Programming vehicles to anticipate the unexpected is the most challenging element of autonomous-driving technology.
(TNS) — Google says it has logged 2 million miles of driving on public roads in its self-driving vehicles and continues to do about 25,000 miles of test-drives a week.
The mileage suggests that the development of autonomous vehicles may be progressing rapidly. Engineers are dealing now with the most difficult part of programming the vehicles — how to anticipate the unexpected, Google says.
The Google vehicles, for example, can now detect whether a moving object is a child or a bicycle and prepare for unpredictable movements, according to Reuters.

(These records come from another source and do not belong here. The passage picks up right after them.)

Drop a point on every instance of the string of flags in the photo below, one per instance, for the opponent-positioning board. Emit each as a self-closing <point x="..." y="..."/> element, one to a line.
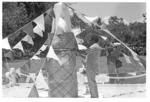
<point x="60" y="24"/>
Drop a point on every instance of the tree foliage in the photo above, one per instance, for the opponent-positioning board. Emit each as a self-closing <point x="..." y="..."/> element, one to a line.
<point x="17" y="14"/>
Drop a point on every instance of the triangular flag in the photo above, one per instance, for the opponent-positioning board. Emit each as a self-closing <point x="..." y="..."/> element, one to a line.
<point x="104" y="37"/>
<point x="82" y="47"/>
<point x="19" y="46"/>
<point x="41" y="49"/>
<point x="127" y="58"/>
<point x="5" y="44"/>
<point x="40" y="22"/>
<point x="135" y="56"/>
<point x="38" y="30"/>
<point x="33" y="92"/>
<point x="28" y="39"/>
<point x="35" y="57"/>
<point x="52" y="54"/>
<point x="63" y="22"/>
<point x="83" y="18"/>
<point x="76" y="31"/>
<point x="28" y="29"/>
<point x="40" y="81"/>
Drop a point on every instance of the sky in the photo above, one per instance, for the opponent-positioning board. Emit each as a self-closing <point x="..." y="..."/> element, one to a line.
<point x="129" y="11"/>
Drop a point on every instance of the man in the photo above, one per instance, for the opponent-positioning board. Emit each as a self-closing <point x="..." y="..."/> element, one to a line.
<point x="92" y="66"/>
<point x="12" y="76"/>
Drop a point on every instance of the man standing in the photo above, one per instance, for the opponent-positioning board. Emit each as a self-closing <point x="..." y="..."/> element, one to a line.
<point x="92" y="66"/>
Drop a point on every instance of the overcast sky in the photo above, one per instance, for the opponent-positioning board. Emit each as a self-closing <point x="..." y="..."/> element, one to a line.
<point x="129" y="11"/>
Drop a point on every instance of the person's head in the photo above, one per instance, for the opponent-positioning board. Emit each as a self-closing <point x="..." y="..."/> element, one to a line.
<point x="94" y="39"/>
<point x="12" y="70"/>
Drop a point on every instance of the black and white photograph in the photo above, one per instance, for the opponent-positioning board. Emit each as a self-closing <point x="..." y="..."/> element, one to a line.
<point x="73" y="49"/>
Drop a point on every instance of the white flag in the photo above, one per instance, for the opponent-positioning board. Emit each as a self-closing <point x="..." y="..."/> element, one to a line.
<point x="63" y="23"/>
<point x="35" y="57"/>
<point x="104" y="37"/>
<point x="76" y="31"/>
<point x="82" y="47"/>
<point x="40" y="81"/>
<point x="41" y="49"/>
<point x="19" y="46"/>
<point x="38" y="30"/>
<point x="52" y="54"/>
<point x="127" y="58"/>
<point x="28" y="39"/>
<point x="40" y="22"/>
<point x="5" y="44"/>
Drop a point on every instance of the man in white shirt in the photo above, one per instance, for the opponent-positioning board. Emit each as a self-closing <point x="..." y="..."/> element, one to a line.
<point x="92" y="66"/>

The car's driving system calculates the probability of such movements to determine how it will react, according to Reuters.
"You have to have a deeper understanding of what's on the road and to the side," Dmitri Dolgov, head of self-driving technology at Google, told Reuters. "Every time you drive, it's different."
Those kinds of complex calculations and reactions are the most challenging element of autonomous-driving technology, Dolgov said.
"You get to 90 percent autonomy in 10 percent of the time and then spend 90 percent of your time on the last 10 percent," he told Reuters.
The giant California-based company -- a leader in the race to autonomy -- is focused on making cars fully self-driving, meaning they will likely not have pedals or steering wheels.